Cord reined in his heady emotions. “Thank you again, Sir Knight. I appreciate your warning.”
The bailiff nodded.
“Should we continue the journey?”
“A good idea.” The bailiff remounted the palfrey and they continued up the hill. As the trail became steeper, the oaks and beeches gave way to pines and spruces. Cord twice sipped from his beer-skin. The bailiff dismounted every so often and walked the stallion in order to rest him. Together they scaled the tallest hills in the fief.
These rocky hills rose in the fief’s southeast corner, a last bastion before the land settled out into the lowlands that sprawled all the way to the Severn River. The Severn divided the Western Marches from England.
The bailiff and Cord trekked toward Rhys’ place. Rhys was a Welshman who had once done the Baron a decided favor. More than ten years ago, Rhys and his mother had stumbled into Pellinore Castle. The stooped old woman coughed and hacked the entire night. Rhys had tried to help her, but the cough had worsened into a terrible bray of death. At last one of the knights, a man no longer living, had roared at the old crone to shut up or take her useless husk elsewhere.
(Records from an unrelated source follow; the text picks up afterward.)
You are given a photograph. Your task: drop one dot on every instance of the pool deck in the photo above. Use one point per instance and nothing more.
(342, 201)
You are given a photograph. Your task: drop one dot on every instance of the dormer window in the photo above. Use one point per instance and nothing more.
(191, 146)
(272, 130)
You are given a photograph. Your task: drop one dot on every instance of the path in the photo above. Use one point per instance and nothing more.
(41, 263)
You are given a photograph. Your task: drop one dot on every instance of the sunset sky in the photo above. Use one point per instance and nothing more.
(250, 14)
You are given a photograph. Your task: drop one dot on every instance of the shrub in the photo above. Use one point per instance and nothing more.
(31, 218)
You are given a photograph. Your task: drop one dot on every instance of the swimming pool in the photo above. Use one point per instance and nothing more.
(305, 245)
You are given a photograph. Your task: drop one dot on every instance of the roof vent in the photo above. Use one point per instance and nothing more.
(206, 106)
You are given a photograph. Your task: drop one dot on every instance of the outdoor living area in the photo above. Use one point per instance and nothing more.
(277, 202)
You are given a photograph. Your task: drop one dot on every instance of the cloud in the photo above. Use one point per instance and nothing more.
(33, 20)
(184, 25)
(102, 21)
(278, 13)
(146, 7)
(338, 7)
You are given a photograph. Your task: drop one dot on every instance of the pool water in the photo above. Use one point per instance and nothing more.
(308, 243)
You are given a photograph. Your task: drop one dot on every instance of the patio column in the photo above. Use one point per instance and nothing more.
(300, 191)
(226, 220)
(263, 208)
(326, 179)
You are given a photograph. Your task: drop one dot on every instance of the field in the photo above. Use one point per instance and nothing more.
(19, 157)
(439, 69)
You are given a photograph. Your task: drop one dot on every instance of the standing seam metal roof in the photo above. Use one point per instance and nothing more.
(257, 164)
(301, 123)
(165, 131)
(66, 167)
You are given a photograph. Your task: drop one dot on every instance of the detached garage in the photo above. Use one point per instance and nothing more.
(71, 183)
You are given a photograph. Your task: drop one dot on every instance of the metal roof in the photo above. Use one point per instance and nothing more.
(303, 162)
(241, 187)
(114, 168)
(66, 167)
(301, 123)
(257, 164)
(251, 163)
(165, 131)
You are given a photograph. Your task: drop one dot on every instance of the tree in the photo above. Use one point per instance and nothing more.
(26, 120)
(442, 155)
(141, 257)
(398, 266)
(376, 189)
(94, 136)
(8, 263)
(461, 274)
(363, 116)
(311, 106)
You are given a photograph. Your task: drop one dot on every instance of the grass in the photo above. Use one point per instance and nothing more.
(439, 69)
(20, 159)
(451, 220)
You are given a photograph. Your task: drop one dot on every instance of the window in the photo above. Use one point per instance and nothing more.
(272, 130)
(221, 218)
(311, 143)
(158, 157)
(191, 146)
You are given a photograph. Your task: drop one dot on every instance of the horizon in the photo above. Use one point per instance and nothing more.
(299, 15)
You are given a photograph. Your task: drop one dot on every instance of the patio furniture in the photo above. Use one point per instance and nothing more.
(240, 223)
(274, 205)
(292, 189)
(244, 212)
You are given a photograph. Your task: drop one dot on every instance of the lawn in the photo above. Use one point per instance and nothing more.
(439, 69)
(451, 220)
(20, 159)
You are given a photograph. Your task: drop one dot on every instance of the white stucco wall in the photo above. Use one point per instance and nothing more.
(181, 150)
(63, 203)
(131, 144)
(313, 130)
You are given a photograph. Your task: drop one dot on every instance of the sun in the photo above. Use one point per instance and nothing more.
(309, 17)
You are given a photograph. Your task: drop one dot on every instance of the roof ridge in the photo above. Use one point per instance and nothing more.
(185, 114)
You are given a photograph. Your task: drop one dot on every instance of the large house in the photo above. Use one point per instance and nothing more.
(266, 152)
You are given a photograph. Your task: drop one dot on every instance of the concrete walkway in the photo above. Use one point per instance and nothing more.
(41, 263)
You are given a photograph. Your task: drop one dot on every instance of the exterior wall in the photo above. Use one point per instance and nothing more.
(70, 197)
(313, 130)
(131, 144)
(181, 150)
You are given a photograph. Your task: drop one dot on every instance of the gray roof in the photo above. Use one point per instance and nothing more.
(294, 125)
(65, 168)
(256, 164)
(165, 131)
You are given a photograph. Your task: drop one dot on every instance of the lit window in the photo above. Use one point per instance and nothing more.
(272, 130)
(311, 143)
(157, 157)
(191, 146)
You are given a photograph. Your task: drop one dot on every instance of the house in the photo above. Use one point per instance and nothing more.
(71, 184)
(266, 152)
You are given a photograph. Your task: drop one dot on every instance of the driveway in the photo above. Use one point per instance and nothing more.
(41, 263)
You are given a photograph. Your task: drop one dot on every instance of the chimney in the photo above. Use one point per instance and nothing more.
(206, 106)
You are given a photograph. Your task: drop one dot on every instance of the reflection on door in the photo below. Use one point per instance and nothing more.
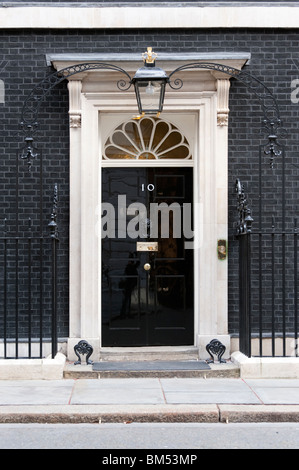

Young Rhys rose with rage blazing in his eyes.
Only half Welsh and a bastard to boot, his father, it was learned later, had been a Norman man-at-arms who’d raped the old crone in her better days. Rhys had been raised as a Welsh freeman who, unlike English freemen, were never servile, and openly spoke their thoughts even to the greatest. Firm friends, Welshmen made implacable foes. Young Rhys, who knew only the highland Welsh customs, had drawn his dagger and challenged the knight to a duel to the death.
The hall had grown silent, and the old knight had turned red with wrath. The stripling Welshman, surrounded by his blood-foes, hadn’t shown a trace of fear or dismay.
“My lord,” the Lady Eleanor had said to Hugh, “you must not allow this boy to be hurt.”
“He is Welsh and has insulted one of my knights,” had said Hugh.
“No, milord, he is a boy who had the courage to stand up to a boorish insult against his mother.”
Baron Hugh, after further argument, had agreed with his wife. The knight had been made to apologize to the boy and to the old crone.
She’d died that night, but in the Baron’s bed in the living quarters above. Why Lady Eleanor had shown such kindness to a Welsh crone no one had ever learned, although all had agreed that it had been a true act of Christian charity. Everyone had noted how Father Bernard had preached the next morning on the Good Samaritan, using the Lady Eleanor’s example.